By: Marco Angelo B. Mercado
It takes a village to raise a child and it takes a Hogsmeade village to raise wizard. What does it take to raise lawyers? I thought to myself as I finished my first Hogwarts Legacy playthrough after a bad recitation.
Children are molded by not just a single home but an entire community of people and a safe, healthy, and nurturing environment—a support system.
I used to be that child. My parents, my grandparents, my aunts, and my uncles have raised me so well as if the world depended on it. I was the first grandson. At an early age, they would focus on me, teaching me things and concepts that a normal baby would otherwise know, such as learning to read before turning two, doing basic arithmetic around three, and memorizing the names and flags of different countries. I was the Chosen One!

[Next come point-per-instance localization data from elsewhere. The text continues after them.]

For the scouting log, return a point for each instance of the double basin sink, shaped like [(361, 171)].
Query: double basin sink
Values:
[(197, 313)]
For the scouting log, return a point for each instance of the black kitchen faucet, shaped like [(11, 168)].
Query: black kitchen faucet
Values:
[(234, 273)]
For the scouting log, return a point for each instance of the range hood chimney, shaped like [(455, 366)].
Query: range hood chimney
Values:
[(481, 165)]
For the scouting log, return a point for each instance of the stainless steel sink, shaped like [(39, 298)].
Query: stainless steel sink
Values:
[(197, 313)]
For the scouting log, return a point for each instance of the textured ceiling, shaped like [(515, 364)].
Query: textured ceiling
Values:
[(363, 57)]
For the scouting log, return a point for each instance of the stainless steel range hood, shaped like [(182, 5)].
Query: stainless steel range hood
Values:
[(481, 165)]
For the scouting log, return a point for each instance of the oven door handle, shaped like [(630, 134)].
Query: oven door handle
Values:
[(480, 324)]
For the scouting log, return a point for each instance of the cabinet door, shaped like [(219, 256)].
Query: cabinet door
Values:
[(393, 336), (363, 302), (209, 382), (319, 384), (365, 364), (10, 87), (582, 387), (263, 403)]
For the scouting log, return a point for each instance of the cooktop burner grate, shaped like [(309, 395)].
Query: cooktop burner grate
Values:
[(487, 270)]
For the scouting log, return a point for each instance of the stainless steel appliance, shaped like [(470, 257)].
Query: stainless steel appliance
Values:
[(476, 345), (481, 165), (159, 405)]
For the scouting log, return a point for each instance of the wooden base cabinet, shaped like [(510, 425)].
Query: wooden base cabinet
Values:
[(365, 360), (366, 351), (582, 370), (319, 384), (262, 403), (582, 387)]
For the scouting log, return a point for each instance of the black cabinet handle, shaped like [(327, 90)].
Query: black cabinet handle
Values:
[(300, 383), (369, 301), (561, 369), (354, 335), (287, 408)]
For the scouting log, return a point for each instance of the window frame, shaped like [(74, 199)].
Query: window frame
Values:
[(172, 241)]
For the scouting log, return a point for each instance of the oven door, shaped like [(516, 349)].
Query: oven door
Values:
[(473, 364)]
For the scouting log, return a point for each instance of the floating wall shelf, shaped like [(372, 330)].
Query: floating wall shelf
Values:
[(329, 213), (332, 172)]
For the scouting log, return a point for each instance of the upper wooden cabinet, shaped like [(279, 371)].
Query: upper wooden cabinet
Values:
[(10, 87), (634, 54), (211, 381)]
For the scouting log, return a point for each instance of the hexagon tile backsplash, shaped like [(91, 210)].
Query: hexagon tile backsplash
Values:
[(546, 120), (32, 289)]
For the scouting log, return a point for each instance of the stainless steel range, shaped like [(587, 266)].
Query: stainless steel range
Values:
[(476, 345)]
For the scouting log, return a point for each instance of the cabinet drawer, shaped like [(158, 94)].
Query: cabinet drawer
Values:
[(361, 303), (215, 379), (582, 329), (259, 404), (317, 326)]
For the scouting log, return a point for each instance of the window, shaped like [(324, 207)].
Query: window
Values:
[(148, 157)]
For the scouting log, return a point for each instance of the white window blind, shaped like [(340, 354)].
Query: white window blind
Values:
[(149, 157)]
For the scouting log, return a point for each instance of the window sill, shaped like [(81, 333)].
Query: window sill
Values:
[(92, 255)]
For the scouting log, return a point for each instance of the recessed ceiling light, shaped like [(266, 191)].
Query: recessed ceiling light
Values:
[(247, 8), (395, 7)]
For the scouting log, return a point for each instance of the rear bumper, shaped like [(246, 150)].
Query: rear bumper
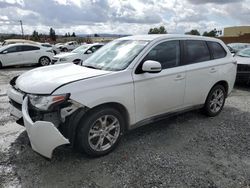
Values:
[(44, 136)]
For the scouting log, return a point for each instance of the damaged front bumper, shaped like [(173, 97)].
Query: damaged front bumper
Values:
[(44, 136)]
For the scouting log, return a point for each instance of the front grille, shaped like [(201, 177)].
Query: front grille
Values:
[(243, 68)]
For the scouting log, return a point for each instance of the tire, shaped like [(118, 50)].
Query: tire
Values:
[(43, 61), (215, 101), (96, 137)]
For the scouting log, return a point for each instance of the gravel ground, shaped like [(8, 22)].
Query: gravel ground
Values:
[(189, 150)]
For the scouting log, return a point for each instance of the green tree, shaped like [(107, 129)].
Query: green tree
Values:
[(193, 32), (52, 34), (35, 36), (160, 30)]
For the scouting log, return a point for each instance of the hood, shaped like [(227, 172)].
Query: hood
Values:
[(45, 80), (242, 60), (66, 54)]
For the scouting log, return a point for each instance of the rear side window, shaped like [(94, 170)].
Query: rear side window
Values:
[(29, 48), (167, 53), (196, 51), (216, 49)]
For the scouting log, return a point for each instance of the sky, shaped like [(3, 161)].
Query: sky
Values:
[(121, 16)]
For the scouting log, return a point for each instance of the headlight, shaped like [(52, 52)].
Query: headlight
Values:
[(45, 103), (63, 59)]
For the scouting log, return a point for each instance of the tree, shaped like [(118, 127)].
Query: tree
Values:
[(212, 33), (193, 32), (35, 36), (52, 34), (160, 30)]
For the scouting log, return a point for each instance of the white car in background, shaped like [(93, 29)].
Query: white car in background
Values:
[(48, 45), (77, 55), (24, 53)]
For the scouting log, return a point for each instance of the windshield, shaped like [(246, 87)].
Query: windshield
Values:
[(80, 49), (116, 55), (244, 53)]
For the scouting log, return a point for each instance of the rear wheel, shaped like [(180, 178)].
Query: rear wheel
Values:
[(100, 131), (43, 61), (215, 101)]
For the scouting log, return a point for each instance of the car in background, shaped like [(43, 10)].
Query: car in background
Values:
[(77, 55), (48, 45), (68, 46), (14, 41), (236, 47), (243, 68), (24, 53)]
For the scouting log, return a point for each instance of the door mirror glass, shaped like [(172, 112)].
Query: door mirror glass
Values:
[(151, 66), (89, 52)]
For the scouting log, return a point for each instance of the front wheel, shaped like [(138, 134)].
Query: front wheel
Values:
[(215, 101), (100, 131), (43, 61)]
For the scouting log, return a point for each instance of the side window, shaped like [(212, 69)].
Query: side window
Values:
[(217, 50), (29, 48), (196, 51), (167, 53)]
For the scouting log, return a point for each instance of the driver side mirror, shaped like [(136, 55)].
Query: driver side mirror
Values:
[(89, 52), (151, 66)]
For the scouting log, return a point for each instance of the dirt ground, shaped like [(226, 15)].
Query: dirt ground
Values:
[(189, 150)]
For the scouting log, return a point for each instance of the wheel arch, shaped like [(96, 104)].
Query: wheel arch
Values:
[(118, 106), (75, 119), (42, 57)]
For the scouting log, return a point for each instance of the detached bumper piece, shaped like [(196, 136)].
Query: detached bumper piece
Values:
[(44, 136)]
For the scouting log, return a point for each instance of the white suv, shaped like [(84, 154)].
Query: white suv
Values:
[(127, 83), (24, 53)]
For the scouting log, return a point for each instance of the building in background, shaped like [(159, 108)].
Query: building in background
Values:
[(236, 31)]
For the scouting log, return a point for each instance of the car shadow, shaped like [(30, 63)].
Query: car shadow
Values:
[(184, 139)]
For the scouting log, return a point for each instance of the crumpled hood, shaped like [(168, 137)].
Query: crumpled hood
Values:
[(242, 60), (45, 80)]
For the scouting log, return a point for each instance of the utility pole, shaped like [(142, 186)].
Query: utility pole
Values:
[(21, 24)]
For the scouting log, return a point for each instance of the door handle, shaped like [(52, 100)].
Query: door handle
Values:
[(213, 70), (179, 77)]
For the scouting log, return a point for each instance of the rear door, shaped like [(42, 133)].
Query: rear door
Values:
[(13, 56), (202, 70)]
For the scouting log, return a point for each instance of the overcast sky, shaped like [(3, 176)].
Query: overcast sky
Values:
[(121, 16)]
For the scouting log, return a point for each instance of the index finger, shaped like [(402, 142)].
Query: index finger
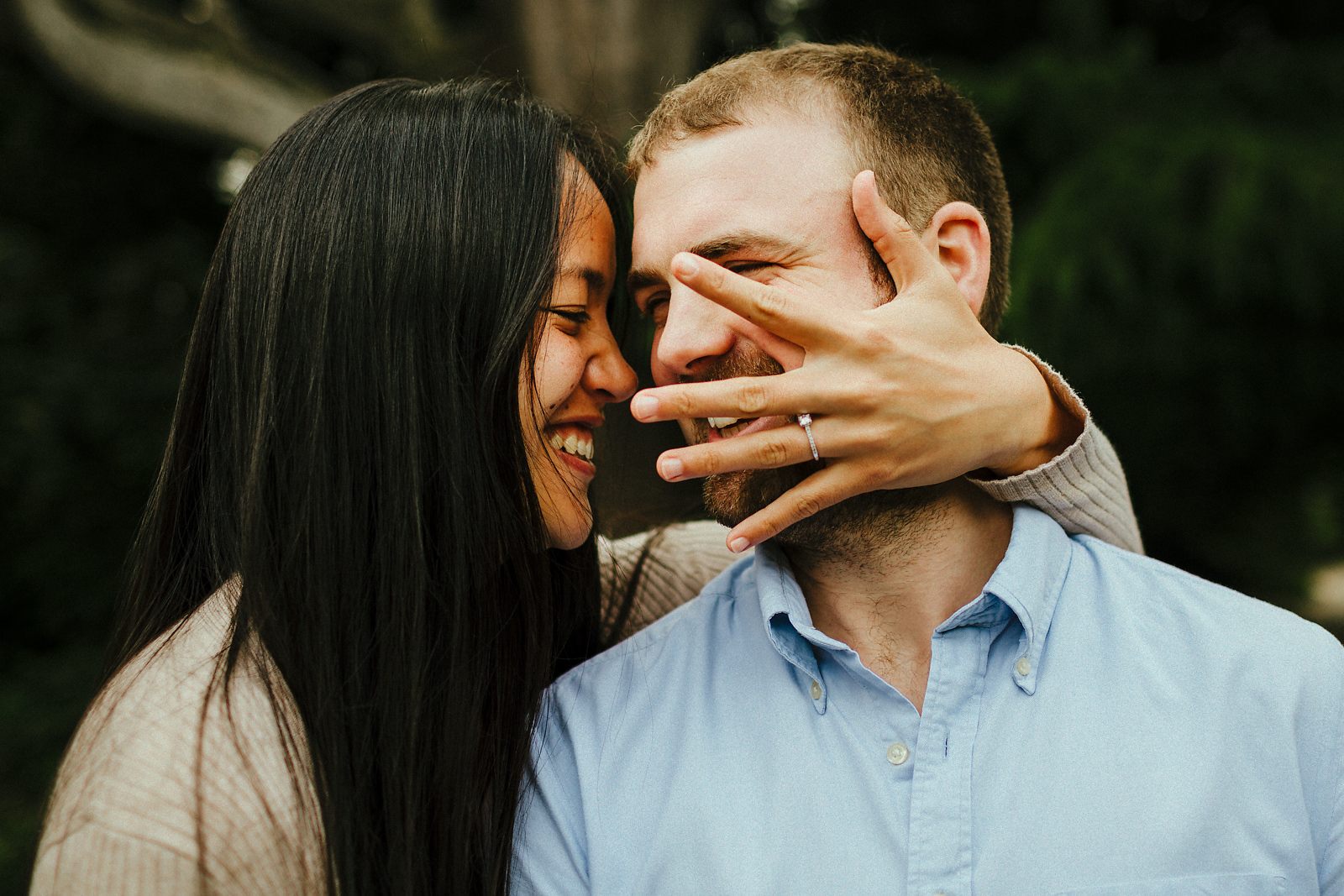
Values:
[(891, 235), (795, 318)]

One time, my elementary teachers visited my lola to solicit funds for a school event. She showed them that I could associate a flag with its name. She would point to a flag chart posted on a wall by my crib, and I would scream, “Canada! Israel! Ireland! Russia! Thailand” and so on. The teachers were too shocked—scared, even—that they thought I was some spawn of the devil. Until this day, I think about those teachers and how they gave me hope of receiving my Hogwarts letter due to my devilish wits and magic. Oh, to have been the Chosen One!
I continued to be my family’s “golden boy” even until I graduated college. Having earned a degree from a reputable university, they were so happy and proud of me. I was not.
Enter: Imposter Syndrome and a multitude of mental health [mis]adventures.
Things happened. Love came and went (and returned!). Most of my friends went straight to finding jobs. I was still the “golden boy” yet nothing had lined up. The village was in anticipation. They kept telling me I could achieve great things. “Well then, great things I shall chase,” I said.
Most ambitiously, I enrolled in law school. I met and befriended different people. Curiously, they, too, were, in their own right, the Chosen Ones. Most of them were championed by their respective villages. In others, I saw that they were simultaneously the child and the village, raising and championing themselves.
In law school, I felt deep guilt as though I was wasting my family’s support. The first few failures of law subjects I could never forget were too much to take in. But after I admitted it to my village, they were nothing but supportive, even more so than before.
Then, I decided to join an organization, which was probably one of the best decisions I made. As a photographer, I got the opportunity to cover the release of this year’s Bar results at the Supreme Court. I saw triumph glistened in the parents’ eyes. I captured weeping faces. Gleeful screeches enveloped the place. I could only wonder what they went through in those four or more years. Each passer, each new lawyer, is a champion of their own village.
Indeed, a village is what it takes to raise a child. To raise a lawyer, however, I now believe that it takes unyielding love and support.